Therapy “had to crack me open,” she recalled, and the regimen didn’t allow any contact with the outside world. So, she began to explore her inner world.
“You’re reading, you’re going inward, you’re purging all these feelings and events that happened in your life,” she says. “When I left treatment, it propelled me on this search to stay clean from bulimia, but also propelled me to deepen my conscious concept of God.”
With that goal in mind, Schmidt sought out the books and teachings of spiritual leaders from around the world like Zen Buddhist monk Thich Nhat Hanh, Deepak Chopra, and spiritual and political activist Marianne Williamson, among others. Her new book, “The Practice,” a three-part guide to daily life and cultivating inner peace, is the culmination of 30 years of education and the motivation behind Schmidt’s wellbeing nonprofit Peaceful Mind Peaceful Life.
By structuring her method around how she’s applied them during her own life experiences, “The Practice” is more self-help autobiography than a strict guidebook.
“If I want to reach people, I need to be able to share anything about me,” she says, and that includes the sudden death of her first husband and the painful loss of her father. Dealing with these difficult times “really says to any person that picks up the book or any person who wants to follow a path that it can be done.”
And because you’re not going to find inner peace anywhere but inside yourself, “The Practice” is about spring cleaning the soul of some bad habits.
Get to know yourself
One of Schmidt’s goals is to “demystify” meditation and reduce it to the simple act of shutting out all distractions and being with yourself. “The more we do that sitting process the more we get connected within, and the more we find that inner strength,” she says. “We don’t have the impatience, the anger and the violence that surround us.”
Make your mind your ally
For many people, being left alone with their inner thoughts just brings more frustration and a need for distraction. “The mind is at the root of our heartaches; the mind will tell you you’re not good enough,” she says. But negative and positive thoughts can’t coexist; you decide which path to take. “I want my mind to be my friend.”

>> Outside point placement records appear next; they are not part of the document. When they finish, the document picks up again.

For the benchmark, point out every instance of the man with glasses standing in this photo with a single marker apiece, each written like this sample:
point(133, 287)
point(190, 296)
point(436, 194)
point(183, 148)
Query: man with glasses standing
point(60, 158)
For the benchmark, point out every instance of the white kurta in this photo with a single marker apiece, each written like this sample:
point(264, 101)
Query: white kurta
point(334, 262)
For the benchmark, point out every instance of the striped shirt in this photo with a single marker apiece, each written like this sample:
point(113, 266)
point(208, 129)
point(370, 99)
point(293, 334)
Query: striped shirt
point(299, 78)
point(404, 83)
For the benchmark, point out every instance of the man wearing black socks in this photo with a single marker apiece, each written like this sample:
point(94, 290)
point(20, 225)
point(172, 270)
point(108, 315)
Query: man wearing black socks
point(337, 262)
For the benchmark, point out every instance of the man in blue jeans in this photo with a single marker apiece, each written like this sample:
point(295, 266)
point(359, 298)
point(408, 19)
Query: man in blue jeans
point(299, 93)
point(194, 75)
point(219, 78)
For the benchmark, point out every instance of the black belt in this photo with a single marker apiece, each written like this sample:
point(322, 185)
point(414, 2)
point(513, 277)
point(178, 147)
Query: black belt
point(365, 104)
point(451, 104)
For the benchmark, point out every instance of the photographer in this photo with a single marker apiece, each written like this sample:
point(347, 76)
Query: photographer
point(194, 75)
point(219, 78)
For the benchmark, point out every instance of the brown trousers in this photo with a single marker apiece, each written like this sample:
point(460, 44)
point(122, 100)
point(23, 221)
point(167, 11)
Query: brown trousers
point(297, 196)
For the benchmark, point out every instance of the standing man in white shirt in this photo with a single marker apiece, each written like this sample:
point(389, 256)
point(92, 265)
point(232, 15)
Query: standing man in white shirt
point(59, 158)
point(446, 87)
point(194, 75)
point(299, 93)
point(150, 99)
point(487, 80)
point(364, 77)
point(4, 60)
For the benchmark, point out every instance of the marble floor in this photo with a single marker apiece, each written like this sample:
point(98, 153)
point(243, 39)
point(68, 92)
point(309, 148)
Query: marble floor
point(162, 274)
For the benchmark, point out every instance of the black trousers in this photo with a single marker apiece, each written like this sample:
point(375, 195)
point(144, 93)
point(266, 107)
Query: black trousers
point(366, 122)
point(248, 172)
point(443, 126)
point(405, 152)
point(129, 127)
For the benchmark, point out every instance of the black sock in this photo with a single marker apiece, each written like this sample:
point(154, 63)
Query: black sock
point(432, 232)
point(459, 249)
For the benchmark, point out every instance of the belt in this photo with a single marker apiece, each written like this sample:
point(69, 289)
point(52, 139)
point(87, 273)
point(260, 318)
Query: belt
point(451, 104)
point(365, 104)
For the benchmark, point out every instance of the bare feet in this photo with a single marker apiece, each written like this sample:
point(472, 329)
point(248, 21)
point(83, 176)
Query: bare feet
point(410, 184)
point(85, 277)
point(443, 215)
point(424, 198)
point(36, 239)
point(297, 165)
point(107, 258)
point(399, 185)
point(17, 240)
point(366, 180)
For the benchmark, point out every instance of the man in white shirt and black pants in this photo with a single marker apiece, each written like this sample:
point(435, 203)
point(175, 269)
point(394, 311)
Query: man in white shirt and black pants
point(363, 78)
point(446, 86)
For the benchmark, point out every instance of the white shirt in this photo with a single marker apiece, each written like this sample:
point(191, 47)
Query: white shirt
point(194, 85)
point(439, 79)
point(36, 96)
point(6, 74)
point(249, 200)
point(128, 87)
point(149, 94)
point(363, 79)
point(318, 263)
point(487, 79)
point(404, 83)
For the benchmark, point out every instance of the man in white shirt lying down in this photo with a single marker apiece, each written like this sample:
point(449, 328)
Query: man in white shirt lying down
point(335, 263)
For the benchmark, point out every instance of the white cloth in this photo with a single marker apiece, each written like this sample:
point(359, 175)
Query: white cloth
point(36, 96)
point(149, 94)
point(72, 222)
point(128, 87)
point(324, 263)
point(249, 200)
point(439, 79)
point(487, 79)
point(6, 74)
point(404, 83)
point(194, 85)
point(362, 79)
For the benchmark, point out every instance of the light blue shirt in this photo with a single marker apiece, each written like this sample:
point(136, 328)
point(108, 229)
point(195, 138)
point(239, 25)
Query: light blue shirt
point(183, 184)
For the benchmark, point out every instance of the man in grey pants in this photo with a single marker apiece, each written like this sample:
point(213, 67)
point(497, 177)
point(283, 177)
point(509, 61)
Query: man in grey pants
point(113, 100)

Stop trying to control everything
The irony of the brain, our logic center, is that it tries to control the external world, where it is powerless. “What I found is that I can be in charge of my internal world, intercept the negative thoughts with affirmation, mantra or breath,” Schmidt says. Acknowledge your limits and choose how you respond to a situation.
The three steps
Waking Up: “For five minutes, collect yourself, get to know yourself. Let the energy of your body and your heart connect. Start with peace and strength to ground yourself, and you’ll carry that connectedness – a deep sense of knowing that you can handle anything – all day.”
Living Present: “When you’re talking with someone, be there with them. When you’re watching TV, pay attention to the program. Train your mind to be present. When you recognize them, ordinary moments can become extraordinary.”
Letting Go: “We can look back on the day and take a different action tomorrow, but we can’t change anything that’s happened. Take note of what happened – good or bad – and learn from it, then go to sleep without conflict.”